Ohhh…. the “I met you” seduction strategy. I inwardly cringed at his premature use of it. To me, you sort of had to know someone well – or at least for a while – for “...or I wouldn’t have met you” to be used as the One Good Thing in a Not-So-Great Situation.  He’d met me one month ago, and technically, he was meeting the person beneath the clown for the first time at this party. 

He did seem happy to have met me, though. When I went up and introduced myself to him, he said, “Oh, wow,” in that borderline lewd guy way. “You’re cute.”

“I can’t imagine what you might have expected,” I said, starting to like him in spite of myself.
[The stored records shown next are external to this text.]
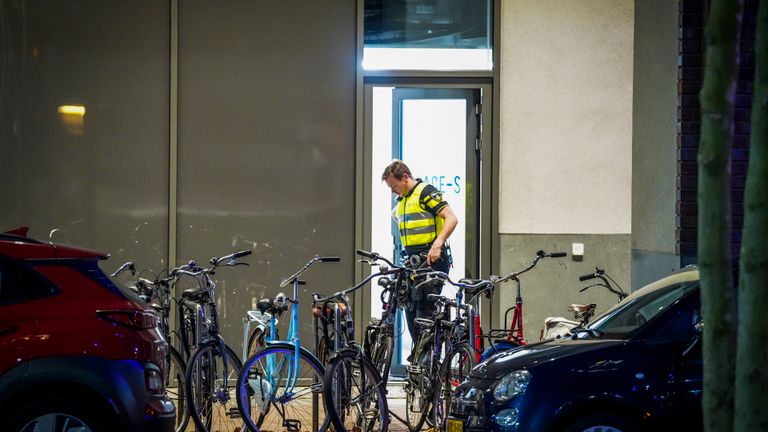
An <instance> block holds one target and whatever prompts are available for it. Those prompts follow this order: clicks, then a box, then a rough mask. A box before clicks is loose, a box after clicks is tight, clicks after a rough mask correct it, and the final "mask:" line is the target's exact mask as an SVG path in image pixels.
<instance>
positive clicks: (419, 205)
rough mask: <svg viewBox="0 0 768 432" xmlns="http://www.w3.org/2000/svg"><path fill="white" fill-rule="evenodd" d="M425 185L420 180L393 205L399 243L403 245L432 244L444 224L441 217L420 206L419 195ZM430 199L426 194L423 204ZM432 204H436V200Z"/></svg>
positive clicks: (441, 217)
mask: <svg viewBox="0 0 768 432" xmlns="http://www.w3.org/2000/svg"><path fill="white" fill-rule="evenodd" d="M425 187H427V183H424V182H420V183H419V184H417V185H416V186H415V187H414V188H413V191H411V193H410V194H408V195H406V196H405V197H403V198H402V199H401V200H400V201H399V202H398V203H397V206H396V207H395V217H396V218H397V223H398V228H399V230H400V243H401V244H402V245H403V247H408V246H421V245H429V244H432V242H433V241H435V239H436V238H437V234H438V233H439V232H440V230H441V229H442V228H443V225H444V224H445V219H444V218H443V217H441V216H439V215H438V216H435V215H433V214H432V213H430V212H429V210H427V209H425V208H424V207H422V203H421V200H420V197H421V192H422V191H423V190H424V188H425ZM431 201H434V199H433V198H432V197H431V196H427V197H426V198H425V203H424V204H425V205H427V206H429V204H430V202H431ZM433 204H434V205H437V202H435V203H433ZM430 207H431V206H430Z"/></svg>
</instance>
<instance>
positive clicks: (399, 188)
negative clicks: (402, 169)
mask: <svg viewBox="0 0 768 432" xmlns="http://www.w3.org/2000/svg"><path fill="white" fill-rule="evenodd" d="M407 179H408V175H407V174H406V175H404V176H403V178H402V179H401V180H398V179H396V178H395V176H389V177H387V178H386V180H384V182H385V183H386V184H387V186H389V190H391V191H392V193H393V194H395V195H397V196H405V193H406V192H408V183H407V181H406V180H407Z"/></svg>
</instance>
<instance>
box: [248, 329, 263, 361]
mask: <svg viewBox="0 0 768 432" xmlns="http://www.w3.org/2000/svg"><path fill="white" fill-rule="evenodd" d="M264 336H265V334H264V330H263V329H262V328H260V327H256V328H255V329H253V330H251V334H249V335H248V351H246V352H247V353H248V357H251V356H252V355H253V354H254V353H255V352H256V351H258V350H259V349H261V348H264V346H265V345H266V341H265V339H264Z"/></svg>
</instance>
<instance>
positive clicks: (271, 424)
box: [236, 342, 329, 432]
mask: <svg viewBox="0 0 768 432" xmlns="http://www.w3.org/2000/svg"><path fill="white" fill-rule="evenodd" d="M295 357H296V347H295V346H294V345H292V344H289V343H285V342H277V343H269V344H267V346H266V347H265V348H264V349H261V350H258V351H256V353H255V354H254V355H253V356H251V357H250V358H249V359H248V360H246V361H245V365H244V366H243V368H242V369H241V370H240V374H239V376H238V378H237V385H236V388H237V398H236V399H237V407H238V409H239V410H240V413H241V414H242V416H243V420H244V421H245V424H246V426H248V429H250V430H252V431H262V430H263V431H273V430H292V431H312V432H314V431H324V430H326V429H327V428H328V424H329V421H328V416H327V415H326V412H325V406H324V404H323V403H322V400H320V397H321V396H320V393H322V387H323V385H322V380H323V374H324V372H325V369H324V368H323V365H322V364H320V362H319V361H318V360H317V358H315V356H313V355H312V354H311V353H310V352H309V351H307V350H306V349H305V348H303V347H302V348H301V349H300V351H299V358H298V369H296V368H295V367H294V359H295ZM294 371H296V373H295V374H294V373H293V372H294Z"/></svg>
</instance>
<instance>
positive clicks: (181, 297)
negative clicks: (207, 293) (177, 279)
mask: <svg viewBox="0 0 768 432" xmlns="http://www.w3.org/2000/svg"><path fill="white" fill-rule="evenodd" d="M206 295H207V293H206V292H205V290H202V289H196V288H190V289H188V290H184V292H183V293H181V298H183V299H185V300H190V301H193V302H195V303H203V302H204V301H205V299H206Z"/></svg>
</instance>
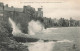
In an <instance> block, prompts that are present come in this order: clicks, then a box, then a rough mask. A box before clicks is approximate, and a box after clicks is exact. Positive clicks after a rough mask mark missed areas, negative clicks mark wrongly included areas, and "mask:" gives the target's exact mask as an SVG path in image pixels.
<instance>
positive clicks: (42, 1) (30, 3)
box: [0, 0, 80, 20]
mask: <svg viewBox="0 0 80 51" xmlns="http://www.w3.org/2000/svg"><path fill="white" fill-rule="evenodd" d="M0 2H3V3H4V4H8V5H9V6H14V7H18V8H23V6H24V5H25V6H27V5H31V6H32V7H34V8H35V9H36V10H37V8H39V7H41V6H42V7H43V16H44V17H48V18H57V19H59V18H61V17H63V18H66V19H69V18H70V17H72V18H73V19H77V20H80V0H0Z"/></svg>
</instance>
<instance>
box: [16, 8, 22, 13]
mask: <svg viewBox="0 0 80 51" xmlns="http://www.w3.org/2000/svg"><path fill="white" fill-rule="evenodd" d="M15 11H16V12H23V8H15Z"/></svg>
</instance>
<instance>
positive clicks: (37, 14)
mask: <svg viewBox="0 0 80 51" xmlns="http://www.w3.org/2000/svg"><path fill="white" fill-rule="evenodd" d="M36 17H43V11H42V8H38V11H36Z"/></svg>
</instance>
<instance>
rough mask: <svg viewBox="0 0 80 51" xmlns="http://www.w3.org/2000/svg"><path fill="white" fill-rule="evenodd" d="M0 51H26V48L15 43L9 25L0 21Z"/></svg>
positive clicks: (4, 22)
mask: <svg viewBox="0 0 80 51" xmlns="http://www.w3.org/2000/svg"><path fill="white" fill-rule="evenodd" d="M0 51H28V48H27V46H23V45H22V44H21V43H18V42H16V41H15V39H14V38H13V35H12V28H11V27H10V25H9V24H8V23H7V22H5V21H3V20H0Z"/></svg>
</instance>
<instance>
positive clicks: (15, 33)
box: [9, 17, 21, 35]
mask: <svg viewBox="0 0 80 51" xmlns="http://www.w3.org/2000/svg"><path fill="white" fill-rule="evenodd" d="M9 22H10V23H11V26H12V28H13V32H12V34H13V35H14V34H18V33H21V30H20V29H19V28H18V27H17V26H16V24H15V22H14V21H13V20H12V19H11V18H10V17H9Z"/></svg>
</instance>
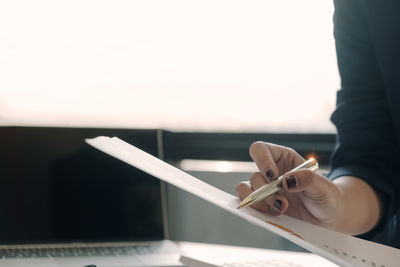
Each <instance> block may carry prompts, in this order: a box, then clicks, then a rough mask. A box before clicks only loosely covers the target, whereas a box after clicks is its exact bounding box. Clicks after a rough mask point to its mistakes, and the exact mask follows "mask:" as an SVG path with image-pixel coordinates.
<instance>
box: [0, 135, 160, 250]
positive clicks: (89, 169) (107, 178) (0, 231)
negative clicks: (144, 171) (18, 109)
mask: <svg viewBox="0 0 400 267" xmlns="http://www.w3.org/2000/svg"><path fill="white" fill-rule="evenodd" d="M98 135H107V136H118V137H120V138H121V139H123V140H125V141H127V142H129V143H131V144H134V145H136V146H138V147H139V148H141V149H143V150H145V151H147V152H149V153H151V154H153V155H155V156H157V133H156V131H155V130H153V131H152V130H127V129H93V128H92V129H90V128H46V127H0V242H1V243H19V242H24V243H35V242H44V241H45V242H68V241H71V242H72V241H74V242H75V241H116V240H119V241H121V240H124V241H141V240H160V239H162V238H163V223H162V205H161V191H160V182H159V181H158V180H157V179H155V178H154V177H152V176H150V175H148V174H146V173H144V172H142V171H140V170H138V169H136V168H133V167H131V166H129V165H127V164H126V163H123V162H121V161H119V160H117V159H114V158H112V157H110V156H108V155H106V154H104V153H102V152H100V151H98V150H96V149H94V148H92V147H90V146H89V145H87V144H86V143H85V142H84V139H85V138H90V137H95V136H98Z"/></svg>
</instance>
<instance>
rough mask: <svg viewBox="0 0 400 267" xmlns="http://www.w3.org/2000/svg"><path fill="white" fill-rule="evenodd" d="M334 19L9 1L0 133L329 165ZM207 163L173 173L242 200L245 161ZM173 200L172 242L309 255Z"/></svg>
mask: <svg viewBox="0 0 400 267" xmlns="http://www.w3.org/2000/svg"><path fill="white" fill-rule="evenodd" d="M332 15H333V3H332V1H320V0H303V1H298V0H281V1H272V0H262V1H261V0H260V1H255V0H250V1H249V0H247V1H237V0H220V1H215V0H212V1H211V0H202V1H192V0H180V1H177V0H168V1H165V0H163V1H155V0H137V1H99V0H96V1H94V0H85V1H82V0H80V1H75V0H73V1H43V0H37V1H28V0H20V1H18V0H16V1H15V0H13V1H11V0H2V1H0V125H3V126H50V127H54V126H56V127H59V126H63V127H104V128H128V129H163V130H167V131H169V132H175V133H210V134H211V136H213V135H212V134H213V133H216V134H217V133H226V132H229V133H236V134H237V133H247V134H253V133H255V134H264V133H265V134H271V136H270V137H273V138H272V139H273V140H274V142H277V143H281V144H287V145H292V146H295V148H296V145H297V147H300V148H301V149H302V151H304V153H307V151H308V150H309V151H314V152H315V151H319V150H321V149H322V150H324V153H325V152H326V153H328V152H329V151H330V150H331V148H332V147H333V142H334V140H333V139H332V138H333V135H334V132H335V130H334V127H333V125H332V124H331V122H330V121H329V117H330V114H331V112H332V111H333V109H334V106H335V99H336V97H335V93H336V90H337V89H338V87H339V76H338V71H337V65H336V55H335V49H334V40H333V34H332V32H333V24H332ZM285 134H289V135H290V137H291V139H290V138H289V139H290V140H289V139H288V137H287V136H286V135H285ZM315 135H321V136H326V137H327V138H328V139H327V140H329V142H328V143H327V144H325V146H313V145H312V144H313V142H312V140H314V139H313V138H314V137H315ZM281 136H285V138H286V139H284V142H281V139H280V137H281ZM298 136H300V137H301V138H300V139H301V140H300V141H298V140H297V139H296V138H297V137H298ZM192 137H193V136H191V138H190V142H189V143H191V144H193V145H196V142H197V139H196V138H192ZM256 137H257V138H258V136H256V135H255V136H254V138H252V136H251V135H249V136H248V138H247V139H246V140H250V139H254V140H253V141H256V140H257V139H256ZM324 138H325V137H324ZM185 140H186V139H185ZM293 140H295V141H293ZM305 140H306V141H307V142H308V143H307V142H305ZM264 141H270V140H264ZM174 142H175V141H174ZM221 142H224V141H223V140H222V141H221ZM249 142H250V141H249ZM250 143H251V142H250ZM174 144H179V140H178V141H176V142H175V143H174ZM304 144H306V145H304ZM310 144H311V145H310ZM166 145H168V144H166ZM246 146H247V143H246ZM174 149H175V148H174ZM174 149H170V151H176V149H175V150H174ZM188 149H189V150H191V148H190V147H189V148H188ZM193 150H195V148H193ZM208 152H209V154H208V155H211V156H210V160H213V161H211V162H206V163H205V164H204V162H202V161H199V160H205V159H207V158H206V156H204V155H203V156H199V157H196V156H195V154H192V155H191V156H187V154H183V156H181V157H171V158H170V162H173V163H174V164H176V165H177V166H180V167H182V168H183V169H185V170H187V171H190V172H191V173H192V174H194V175H195V176H197V177H198V178H201V179H203V180H205V181H207V182H209V183H211V184H214V185H216V186H218V187H220V188H223V189H224V190H226V191H229V192H231V193H234V187H235V185H236V183H237V182H239V181H240V180H243V179H248V178H249V176H250V174H251V172H252V171H253V170H254V166H253V165H252V164H251V163H250V162H248V155H247V154H246V155H245V156H242V157H233V158H232V157H226V159H225V161H222V163H221V160H223V159H224V158H223V157H213V156H212V155H213V151H212V149H211V151H208ZM218 153H220V152H217V151H215V154H218ZM243 153H247V152H243ZM185 155H186V156H185ZM166 158H167V159H168V157H166ZM188 158H190V161H189V162H188V161H184V160H187V159H188ZM215 160H218V161H215ZM182 161H184V163H185V162H186V164H187V163H189V165H182V164H181V163H182ZM238 161H239V162H238ZM240 162H241V163H240ZM324 163H325V164H327V161H325V162H324ZM221 164H222V165H221ZM241 164H242V165H241ZM185 166H186V167H185ZM188 166H189V167H188ZM235 166H236V167H235ZM238 166H241V167H238ZM232 168H233V169H235V168H236V169H235V170H233V169H232ZM237 168H238V169H237ZM168 197H169V202H168V205H169V208H170V210H169V215H170V216H169V226H170V238H171V239H177V240H189V241H202V242H212V243H226V244H237V245H249V246H258V247H267V248H278V249H280V248H285V249H293V250H297V249H299V248H297V247H295V246H294V245H291V243H289V242H286V241H284V240H282V239H280V238H279V237H277V236H275V235H272V234H269V233H266V232H265V231H263V230H260V229H258V228H257V227H253V226H251V225H248V223H247V222H244V221H241V220H240V219H238V218H233V217H232V216H231V215H229V214H226V213H225V212H224V211H221V210H219V209H217V208H214V207H212V206H211V205H209V204H207V203H205V202H203V201H201V200H199V199H197V198H195V197H192V196H190V195H187V194H186V193H183V192H181V191H180V190H177V189H175V188H173V187H169V188H168ZM199 211H202V212H199Z"/></svg>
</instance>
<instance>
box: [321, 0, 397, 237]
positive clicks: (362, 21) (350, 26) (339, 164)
mask: <svg viewBox="0 0 400 267" xmlns="http://www.w3.org/2000/svg"><path fill="white" fill-rule="evenodd" d="M334 3H335V13H334V35H335V41H336V50H337V58H338V65H339V72H340V76H341V89H340V90H339V91H338V93H337V107H336V110H335V112H334V113H333V114H332V117H331V120H332V122H333V123H334V124H335V125H336V128H337V132H338V135H337V144H336V148H335V151H334V153H333V155H332V158H331V166H332V171H331V173H330V174H329V178H330V179H335V178H337V177H339V176H346V175H351V176H356V177H359V178H361V179H363V180H365V181H366V182H367V183H369V184H370V185H371V186H372V187H373V188H374V189H375V190H376V191H377V192H379V193H380V195H381V196H382V197H383V199H384V200H385V203H386V205H385V207H386V208H385V210H384V217H383V220H382V221H381V223H380V224H379V225H378V226H377V227H376V228H375V229H373V230H372V231H371V232H369V233H367V234H365V235H363V236H361V237H363V238H366V239H371V240H374V239H375V237H376V236H378V235H380V234H381V232H382V231H384V229H385V227H387V222H388V221H390V220H391V218H392V217H393V216H394V214H395V213H396V212H397V211H398V209H399V205H398V203H399V200H398V196H397V195H398V194H397V193H398V190H399V189H398V188H397V186H398V181H396V179H397V177H396V176H397V175H396V172H395V168H398V166H397V165H398V162H399V161H398V158H399V157H400V154H399V148H398V146H397V142H396V135H395V131H394V127H393V122H392V119H391V114H390V110H389V108H388V103H387V99H386V94H385V85H384V83H383V82H382V78H381V73H380V69H379V65H378V63H377V60H376V56H375V54H374V47H373V45H372V43H371V41H370V38H369V35H368V32H369V28H368V25H367V23H366V22H365V18H364V17H363V13H362V11H361V9H360V6H358V3H357V1H356V0H335V1H334Z"/></svg>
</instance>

“You have such nice hair,” he said. 

It sucked that he mentioned the hair, because the hair wasn’t real. I mean, it was the material ‘hair’, but the color was beyond fake, and was a cheap trick for catching people’s attention. It’s funny, I was deliberately getting it bleached for just that reason, but when someone complimented me on it, I kind of hated it. It was like saying, “The best part of you is the part that isn’t really you.”

It wasn’t very realistic for me to have hair like a neon sign and then get hurt when people stopped to look at it, so I always tried to let it go. It was interesting to me, though, that this guy had actually seen me in two disguises – first the clown, and then underneath that, the hair. I was a Russian doll of fakery, and he wasn’t even close to reaching the tiniest, disappointingly hollow doll inside.